Он понятливо отступает, а та, кто спрашивала о повторной встрече не сдерживает улыбки. В ответ на какие-то свои мысли растягивает края губ, а когда чернокнижник прощается сбивчивым «До встречи, сёстры. Пусть Бог хранит вас», поворачивается к Терезе. И всё же, что это было? Чудо Господне?

И всё же, с подачки одной из сестёр нарастает шёпот. Осторожный такой, недоуменный.

- Постойте... он говорил, что его зовут так необычно, Владислав?

- Где-то я уже слышала это имя. В Дублине? Или в Голуэе...

- Да, его знают... Говорят, он странствует по монастырям, читает старые молитвы. В Кашеле его встречали, кажется.

- В Кашеле? Точно, там говорили, что он помогает успокаивать тревожных... даже с настоятелем беседовал.

А парень вышел из церкви и вдохнул свежего вечернего воздуха.
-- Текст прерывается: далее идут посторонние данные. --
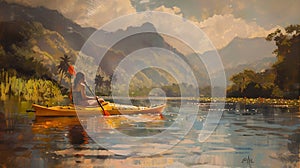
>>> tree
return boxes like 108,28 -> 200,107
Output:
57,54 -> 71,84
266,25 -> 300,98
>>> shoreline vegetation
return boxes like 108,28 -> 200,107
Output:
0,25 -> 300,106
0,70 -> 300,107
103,96 -> 300,107
0,70 -> 64,103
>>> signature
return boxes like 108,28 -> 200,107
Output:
241,155 -> 254,167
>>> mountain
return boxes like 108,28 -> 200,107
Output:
0,1 -> 275,89
84,23 -> 208,87
0,1 -> 96,50
0,21 -> 76,77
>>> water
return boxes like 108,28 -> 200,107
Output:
0,99 -> 300,167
Дождь закончился и теперь только небольшие лужи на дорогах напоминали о непогоде. Где-то слышался гудок автомобиля, где-то ходили случайные прохожие, а его чуть ли на изнанку не выворачивало от энергии помощников. Вот же... Дожил до двадцати одного, а нечисть всё равно берёт своё, несмотря на все годы практики.

Но всё же. В голове всплывала погрязшая в ограничениях и грехах служительница.

Кто же на самом деле ловец душ?

Разве тот, кто проповедует?

Или тот, кто предлагает то, что услышат?